1. Ces mesures protectrices sont applicables lorsque le logement fait l’objet :

  • d’un arrêté d’insalubrité ;
  • d’un arrêté de péril ;
  • d’une mise en demeure de faire cesser un danger imminent pour la santé des occupants ;
  • d’une mise en demeure relative à des locaux interdits à l’habitation ;
  • d’une mise en demeure relative à des locaux mis à disposition dans des conditions manifestes de surpeuplement ;
  • d’une mise en demeure relative à des locaux dangereux en raison de l’utilisation qui en est faite.


2. Les occupants protégés sont :

  • les titulaires d’un droit d’usage ;
  • les locataires et sous-locataires ;
  • les usufruitiers ;
  • les occupants de bonne foi (ex. : le titulaire d’un commodat).

Mesures protectrices

  • Suspension du loyer

Seul le loyer est suspendu ; les charges locatives demeurent exigibles.

  • Prorogation de la duré du bail

La durée du bail est prolongée d’une période équivalente à celle qui a couru de la date de la décision administrative (arrêté d’insalubrité, de péril…) jusqu’à l’exécution des travaux.

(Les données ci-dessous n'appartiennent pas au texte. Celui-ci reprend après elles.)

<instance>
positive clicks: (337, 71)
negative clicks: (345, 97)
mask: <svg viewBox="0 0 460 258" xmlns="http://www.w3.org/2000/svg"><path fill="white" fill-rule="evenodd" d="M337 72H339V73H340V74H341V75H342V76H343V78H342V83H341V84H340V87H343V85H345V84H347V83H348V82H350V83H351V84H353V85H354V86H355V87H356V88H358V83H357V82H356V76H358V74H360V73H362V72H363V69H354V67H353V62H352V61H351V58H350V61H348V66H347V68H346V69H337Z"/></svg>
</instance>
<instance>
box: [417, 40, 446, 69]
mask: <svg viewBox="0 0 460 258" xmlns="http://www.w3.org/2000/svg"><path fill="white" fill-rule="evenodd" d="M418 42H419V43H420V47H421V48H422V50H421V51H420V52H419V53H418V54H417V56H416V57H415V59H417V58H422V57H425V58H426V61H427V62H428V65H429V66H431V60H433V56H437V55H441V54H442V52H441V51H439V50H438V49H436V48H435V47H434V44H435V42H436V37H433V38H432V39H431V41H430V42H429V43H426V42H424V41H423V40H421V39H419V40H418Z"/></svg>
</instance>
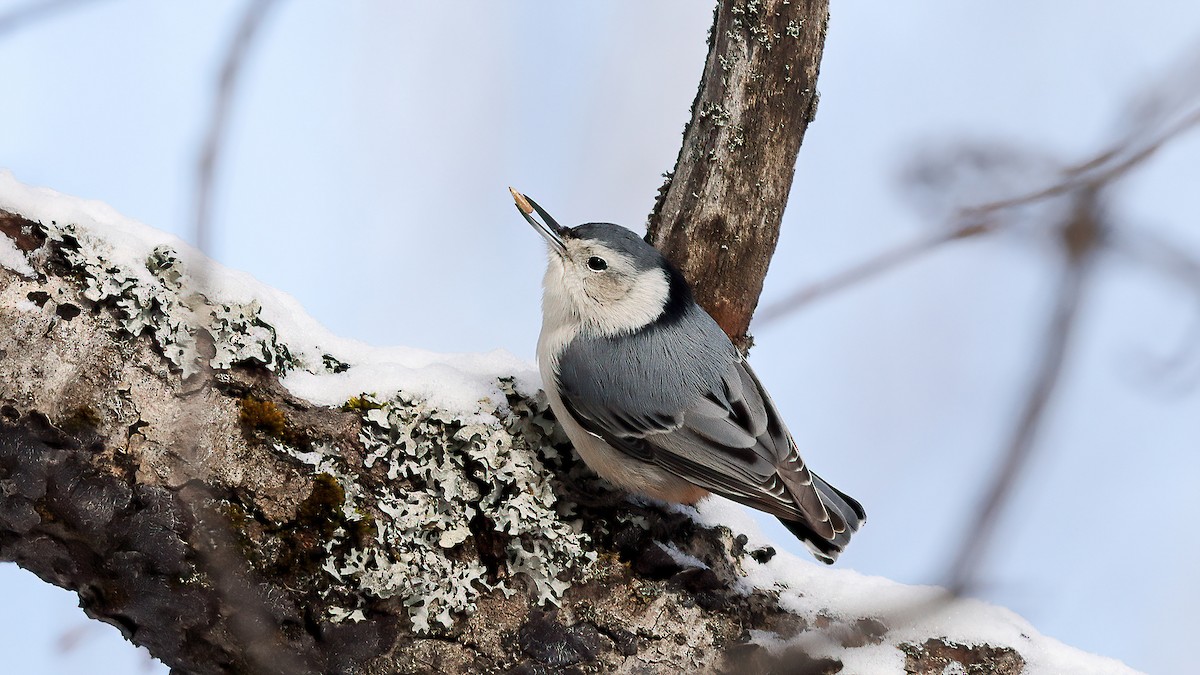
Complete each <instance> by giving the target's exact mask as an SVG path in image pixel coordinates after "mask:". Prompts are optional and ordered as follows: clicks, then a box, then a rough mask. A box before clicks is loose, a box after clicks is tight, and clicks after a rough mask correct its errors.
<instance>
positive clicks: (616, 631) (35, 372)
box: [0, 211, 1021, 675]
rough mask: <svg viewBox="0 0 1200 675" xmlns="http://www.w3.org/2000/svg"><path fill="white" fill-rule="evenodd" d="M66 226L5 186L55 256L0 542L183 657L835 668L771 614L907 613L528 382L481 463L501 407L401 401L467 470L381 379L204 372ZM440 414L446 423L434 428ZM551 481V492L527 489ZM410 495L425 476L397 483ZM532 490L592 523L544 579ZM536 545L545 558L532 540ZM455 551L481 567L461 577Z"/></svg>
mask: <svg viewBox="0 0 1200 675" xmlns="http://www.w3.org/2000/svg"><path fill="white" fill-rule="evenodd" d="M48 232H50V228H48V227H46V225H44V223H37V222H32V221H29V220H25V219H24V217H20V216H18V215H14V214H5V213H4V211H0V237H7V238H8V239H11V240H12V241H14V243H16V245H17V246H18V249H20V250H22V251H24V252H25V253H26V255H28V257H29V261H30V264H31V265H32V270H34V274H32V275H20V274H16V273H13V271H10V270H8V269H5V268H0V560H4V561H16V562H17V563H18V565H20V566H22V567H24V568H26V569H29V571H31V572H34V573H35V574H37V575H38V577H41V578H42V579H44V580H47V581H49V583H52V584H55V585H59V586H62V587H65V589H71V590H74V591H76V592H78V595H79V602H80V605H82V607H83V608H84V610H85V611H86V613H88V614H89V615H90V616H92V617H95V619H98V620H101V621H106V622H108V623H112V625H114V626H116V627H118V628H120V629H121V632H122V633H124V634H125V635H126V637H127V638H128V639H130V640H131V641H133V643H136V644H139V645H145V646H146V647H148V649H149V650H150V652H151V653H154V655H155V656H156V657H158V658H160V659H162V661H163V662H164V663H167V664H168V665H170V667H172V669H173V671H175V673H188V674H190V673H196V674H217V673H252V674H258V673H264V674H276V673H278V674H288V675H294V674H306V673H313V674H316V673H364V674H376V673H378V674H391V673H523V674H539V673H547V674H548V673H594V671H608V673H738V674H742V673H839V671H841V670H842V664H841V663H840V662H839V661H836V659H833V658H811V657H809V656H808V655H806V653H804V651H803V650H800V649H798V647H793V649H790V650H784V651H779V650H774V651H772V650H768V649H767V647H764V646H763V645H762V644H760V643H761V640H758V641H754V640H752V639H751V638H752V635H754V634H755V633H752V632H756V631H761V632H764V633H762V634H769V635H773V637H776V638H779V639H788V638H793V637H797V635H804V634H806V633H810V632H820V633H821V634H822V635H823V638H822V639H823V640H833V641H834V643H836V644H840V645H842V646H846V647H858V646H863V645H872V644H880V643H881V641H883V640H884V638H886V635H887V632H888V627H887V626H886V625H884V622H881V621H880V620H876V619H871V617H858V619H854V620H846V619H835V617H833V616H832V615H830V616H820V615H818V616H815V617H814V616H809V617H805V616H800V615H797V614H792V613H788V611H786V610H784V609H782V608H781V607H780V604H779V602H778V596H776V595H775V593H774V592H769V591H763V590H746V587H745V586H743V585H740V584H739V579H740V578H742V575H743V567H744V566H748V565H750V562H749V561H756V563H757V562H761V561H763V560H769V558H770V557H772V556H774V555H775V554H774V550H772V549H760V550H746V539H745V538H744V537H739V536H734V534H733V533H731V532H730V531H728V530H727V528H724V527H718V528H707V527H702V526H698V525H696V524H695V522H694V521H692V520H690V519H689V518H688V516H685V515H680V514H678V513H671V512H665V510H662V509H660V508H658V507H646V506H635V504H630V503H629V502H625V501H623V500H620V498H619V496H618V495H613V494H611V492H607V491H606V490H605V489H604V488H602V486H601V485H599V484H598V483H595V482H593V479H592V478H589V473H588V472H587V471H586V470H584V468H583V467H582V466H581V465H580V462H578V461H577V460H576V459H575V458H574V455H572V454H571V453H570V450H569V448H568V447H566V446H565V444H563V443H562V440H563V438H562V436H560V432H559V434H556V432H554V430H553V423H552V420H551V419H548V418H546V417H545V414H546V413H545V410H546V408H545V404H544V402H541V401H539V400H523V399H521V398H520V396H517V395H515V394H514V395H512V396H511V398H510V400H509V401H508V408H506V410H509V411H510V417H509V418H505V419H503V420H500V422H497V423H490V424H492V425H493V426H500V425H503V426H504V428H505V429H510V430H511V434H510V435H508V436H494V437H492V438H496V440H493V441H488V443H492V444H496V443H499V444H502V446H505V448H492V447H491V446H488V447H482V446H476V447H475V450H478V452H476V454H474V455H472V456H473V458H474V460H470V461H464V462H462V464H461V465H455V464H454V461H451V460H454V458H450V456H448V453H449V449H448V448H449V447H450V446H451V444H452V443H462V442H463V441H464V440H469V438H474V437H475V436H478V435H480V434H482V432H485V431H486V430H487V429H484V428H486V426H487V425H482V426H484V428H481V426H480V425H478V424H476V425H474V426H472V424H470V423H466V422H458V420H450V419H443V418H438V417H437V416H432V417H428V418H427V419H425V420H424V422H421V420H420V419H418V418H415V417H414V418H404V425H406V429H408V430H409V431H410V432H409V434H408V435H402V436H397V437H392V440H391V441H389V443H391V444H394V446H395V448H392V447H390V446H389V448H388V450H389V452H391V450H396V452H400V449H403V450H404V452H406V453H409V454H412V453H428V455H427V456H428V458H430V459H428V462H430V464H436V465H437V467H438V471H440V472H443V473H445V474H446V476H448V477H452V476H458V478H463V479H464V482H462V483H461V484H457V488H456V492H454V494H452V492H449V491H446V490H444V485H442V486H439V484H438V483H437V482H434V480H432V479H430V478H427V477H428V476H430V474H422V473H421V471H422V470H424V468H426V467H422V466H416V465H415V464H414V462H413V460H408V459H406V460H404V462H403V464H401V465H392V466H391V468H389V465H388V464H386V462H385V461H384V460H383V459H380V458H384V456H385V455H386V453H383V454H380V450H379V448H378V447H377V444H376V441H374V440H376V438H377V437H378V435H379V431H380V429H383V428H380V426H378V425H379V424H380V416H379V413H380V411H382V410H385V408H384V407H383V406H382V405H379V404H371V402H370V401H365V400H358V399H355V400H352V401H348V405H347V406H344V407H343V408H328V407H320V406H313V405H310V404H307V402H305V401H301V400H298V399H295V398H293V396H292V395H289V394H288V393H287V392H286V390H284V389H283V388H282V387H281V386H280V383H278V380H277V377H276V375H275V372H272V371H270V370H268V369H266V368H265V366H264V364H263V360H262V358H263V357H262V353H260V352H259V357H258V358H246V359H242V360H238V362H236V363H234V364H233V365H232V366H230V368H227V369H216V370H215V371H211V372H208V374H205V372H199V374H193V375H191V376H188V377H185V375H184V370H181V369H180V368H179V365H178V364H176V363H175V362H173V360H172V359H170V358H169V354H170V352H169V348H168V350H164V347H163V345H167V346H168V347H170V345H174V344H175V342H172V341H163V340H162V339H161V336H158V335H155V334H154V331H155V330H163V329H167V328H169V327H172V325H174V324H172V323H169V322H168V323H160V322H157V319H154V318H152V317H151V319H149V321H150V325H151V327H152V328H150V329H146V330H139V333H138V334H133V333H131V329H130V327H131V316H133V315H136V312H133V311H132V310H131V306H130V305H128V304H122V300H125V299H128V298H134V297H140V298H145V297H149V295H148V292H146V291H145V289H144V288H138V287H134V286H128V287H126V288H125V289H124V291H121V292H120V294H119V295H106V297H102V298H101V299H96V294H95V293H91V292H90V291H89V289H94V288H95V281H96V280H95V279H91V277H90V276H89V274H96V270H95V269H92V268H89V270H90V271H85V270H83V269H80V268H79V267H78V262H72V261H78V259H80V258H79V256H78V255H76V253H78V251H76V253H73V252H72V251H73V250H76V249H79V247H80V246H83V245H82V244H80V243H79V240H78V239H77V238H76V237H71V235H61V234H60V235H56V237H55V235H48ZM79 237H82V234H79ZM154 259H155V261H157V259H158V258H154ZM113 270H115V268H108V269H107V270H106V273H107V271H113ZM109 286H112V285H109ZM156 303H167V304H170V300H169V298H166V297H163V298H162V299H160V300H157V301H156ZM136 318H138V319H139V321H143V319H145V317H143V316H142V315H136ZM136 325H142V323H137V324H136ZM164 327H167V328H164ZM218 335H220V331H217V330H211V331H209V336H210V339H211V342H214V344H210V345H209V346H208V348H206V351H205V350H204V348H202V350H200V352H204V354H211V353H220V352H221V345H218V344H215V342H217V341H218ZM332 368H334V371H336V369H337V368H338V364H336V359H335V363H334V364H332ZM406 405H407V404H406ZM422 425H425V426H422ZM413 429H416V430H420V429H426V431H422V434H427V436H420V435H419V434H418V435H414V434H412V430H413ZM432 429H440V430H442V431H443V432H444V434H443V435H442V436H433V435H432V434H433V431H431V430H432ZM434 437H436V438H442V441H438V442H432V441H428V440H426V441H422V442H421V443H418V446H421V447H418V448H414V447H412V440H413V438H434ZM438 443H442V444H443V446H444V447H434V446H438ZM510 446H511V447H514V448H516V447H520V448H523V449H524V450H523V452H526V450H527V452H528V453H530V456H533V458H534V459H535V461H534V462H533V464H530V465H529V466H532V467H534V468H535V470H536V471H535V472H534V473H532V474H528V476H526V477H523V478H521V480H520V483H518V484H516V488H517V489H516V491H515V492H512V494H509V492H511V489H509V488H506V489H505V490H503V491H505V492H506V494H505V495H499V496H498V497H497V498H498V501H492V496H488V495H487V494H486V489H487V488H488V483H494V482H496V480H497V479H496V478H494V477H493V478H486V476H487V467H486V466H484V465H485V464H486V462H487V461H488V460H487V458H488V456H491V455H490V454H487V453H490V452H492V450H496V452H500V450H504V452H508V450H509V447H510ZM464 447H468V449H469V448H470V446H464ZM372 453H373V454H372ZM372 456H374V458H376V460H374V461H372V459H371V458H372ZM404 456H406V458H407V456H410V455H404ZM413 456H415V455H413ZM505 456H508V458H509V461H510V464H511V462H515V461H517V460H520V455H517V454H515V453H512V454H509V455H505ZM456 466H457V468H455V467H456ZM500 468H503V470H504V471H515V470H514V468H512V467H511V466H503V467H500ZM391 470H396V474H390V471H391ZM401 470H402V471H401ZM456 471H457V473H456ZM418 476H426V478H416V477H418ZM485 478H486V479H485ZM541 484H546V485H550V488H551V489H552V490H553V495H552V498H550V500H547V501H544V502H540V504H541V506H540V507H538V503H534V502H522V501H520V500H521V497H523V494H524V492H526V491H536V489H538V486H539V485H541ZM472 485H474V488H473V486H472ZM397 490H398V492H396V491H397ZM473 490H475V491H473ZM389 494H400V495H402V496H403V497H404V498H403V500H402V501H401V502H392V503H389V502H386V501H384V500H382V498H377V496H379V495H389ZM460 495H474V496H470V497H468V498H469V501H472V504H470V506H473V507H474V510H470V512H467V513H468V515H460V516H458V521H452V519H450V520H451V521H448V519H446V518H445V513H448V512H445V510H444V509H439V508H438V507H437V506H436V504H439V503H442V502H445V501H451V500H454V498H458V497H460ZM493 496H494V495H493ZM352 497H353V500H352ZM500 497H503V498H500ZM352 502H353V506H354V509H349V508H347V507H348V506H349V504H352ZM421 503H428V504H434V508H431V509H430V510H428V512H427V513H425V514H422V518H426V520H422V521H420V522H418V526H416V527H414V528H413V530H412V531H410V536H412V537H413V538H421V537H425V534H426V532H430V531H432V532H433V536H432V540H434V542H439V544H437V545H434V546H433V548H434V549H436V550H437V551H440V552H442V554H444V558H445V560H438V558H422V566H424V567H398V566H400V565H401V563H400V561H401V560H403V555H401V554H403V550H402V549H404V544H406V543H404V542H403V540H402V539H396V538H395V537H392V538H391V539H390V540H389V543H386V545H382V544H380V542H382V540H383V539H385V536H384V534H385V532H389V531H392V532H395V524H397V522H401V521H403V520H406V519H408V518H409V516H410V514H406V512H404V509H406V508H409V507H412V506H413V504H421ZM406 504H407V506H406ZM521 504H523V506H521ZM518 507H520V508H518ZM514 509H518V510H520V509H523V510H524V513H521V514H520V519H521V521H522V522H535V524H538V526H539V527H541V528H545V530H546V531H547V532H548V531H552V530H554V528H556V527H560V526H562V527H564V528H562V530H557V531H558V532H559V533H558V534H556V536H554V537H552V538H551V539H553V540H560V539H564V538H566V539H570V538H571V537H572V536H575V534H572V532H577V533H578V536H580V537H583V538H582V539H580V540H582V542H584V543H586V544H587V545H586V550H578V551H576V554H577V555H576V558H575V560H576V563H574V565H566V566H562V565H559V566H558V567H557V568H556V569H557V572H554V573H552V574H551V577H550V578H548V579H546V578H541V579H540V580H539V569H538V566H536V565H533V563H530V560H534V561H536V560H544V563H542V565H544V567H553V566H554V565H557V563H556V562H554V561H556V560H557V558H554V557H553V556H552V555H550V554H547V552H546V551H547V550H550V549H546V548H545V546H546V545H548V544H547V543H546V540H545V539H539V537H540V536H541V534H544V533H542V532H538V531H529V530H526V531H521V530H520V528H515V527H514V526H511V525H509V526H504V527H502V526H499V524H500V522H505V521H510V520H511V519H512V518H514V515H512V513H510V512H512V510H514ZM469 514H474V515H469ZM389 524H391V525H389ZM389 527H391V530H389ZM455 532H461V536H456V534H455ZM539 542H540V543H539ZM380 546H382V548H380ZM538 546H544V548H542V549H539V548H538ZM385 549H386V550H385ZM526 549H530V550H541V551H542V554H540V555H541V557H540V558H539V557H534V558H522V556H521V555H517V554H520V551H524V550H526ZM365 551H376V552H374V554H372V555H373V556H374V560H376V561H377V562H378V561H379V560H382V558H383V557H386V556H396V557H394V558H389V560H390V561H391V562H389V565H390V566H391V567H390V569H403V571H404V573H403V574H391V575H390V577H388V575H384V577H388V581H389V583H390V584H392V585H394V586H386V585H380V583H379V578H380V574H382V573H383V572H386V569H385V567H386V566H382V565H378V566H377V568H376V567H372V568H370V569H367V572H370V573H371V574H360V575H356V574H355V573H354V572H353V571H352V568H353V567H354V566H353V565H350V562H348V561H354V560H359V558H361V557H362V556H364V555H366V554H365ZM438 563H455V565H461V563H469V565H472V566H474V567H472V568H473V569H479V571H480V572H479V575H478V578H473V579H470V580H468V581H463V583H457V581H445V580H442V581H440V583H439V581H438V578H437V575H436V567H437V565H438ZM368 567H370V566H368ZM414 580H415V581H420V583H421V584H424V585H418V589H416V591H415V592H414V591H412V590H409V591H407V592H408V595H407V596H401V595H395V593H391V595H389V593H388V592H384V590H386V589H388V587H395V585H396V584H401V585H403V584H408V583H410V581H414ZM547 581H548V583H551V585H554V584H560V585H559V586H556V587H554V589H556V590H554V592H552V593H550V595H551V596H553V597H556V598H557V603H558V605H557V607H556V604H554V603H553V602H545V601H544V599H540V598H542V597H544V595H545V591H544V586H545V584H546V583H547ZM464 587H470V589H473V590H474V591H478V595H475V596H473V597H472V599H470V602H469V603H467V604H463V605H461V608H462V609H461V610H455V611H449V610H446V611H445V613H444V616H445V621H444V622H439V621H437V620H436V619H434V617H433V614H436V613H434V611H433V609H437V608H438V607H446V605H445V604H444V603H445V602H448V601H446V598H452V597H456V595H457V593H461V592H462V591H463V590H464ZM438 603H443V604H442V605H439V604H438ZM422 608H424V610H422ZM348 609H352V610H353V611H348ZM425 610H428V611H425ZM930 638H936V635H931V637H930ZM930 645H932V643H930ZM930 645H926V646H925V647H924V649H925V651H914V652H913V655H912V656H911V658H910V663H911V664H912V665H911V668H908V669H907V671H910V673H926V671H929V673H931V671H935V670H932V669H931V668H942V665H940V664H944V663H950V662H949V661H944V658H948V657H946V655H944V653H943V652H944V651H946V650H943V651H942V652H936V653H935V650H932V649H931V646H930ZM913 649H914V650H916V647H913ZM898 656H899V653H898ZM949 658H953V661H954V662H955V663H961V664H967V665H978V667H979V668H989V665H988V664H990V663H994V662H996V659H998V658H1003V659H1006V661H1004V662H1006V663H1014V662H1015V663H1018V668H1019V664H1020V663H1021V657H1020V656H1019V655H1018V653H1016V652H1015V651H1014V650H1012V649H1009V647H988V646H980V647H971V646H960V645H953V650H952V652H950V655H949ZM936 671H941V670H936ZM982 671H991V670H982Z"/></svg>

  • Poursuite des contrats en cours

Lorsque les locaux font l’objet d’une interdiction définitive d’habiter, les baux ou contrats d’occupation se poursuivent jusqu’à leur terme, ou jusqu’au départ des occupants, ou au plus tard jusqu’à la date limite fixée dans l’arrêté.

  • Hébergement et relogement

Dès lors que l’arrêté prévoit une interdiction temporaire ou définitive d’habiter, le propriétaire ou la personne ayant mis les locaux à disposition des occupants à l’obligation d’assurer leur hébergement ou leur relogement. Il en va de même lorsque les travaux nécessaires pour remédier à l’insalubrité rendent le logement temporairement inhabitable.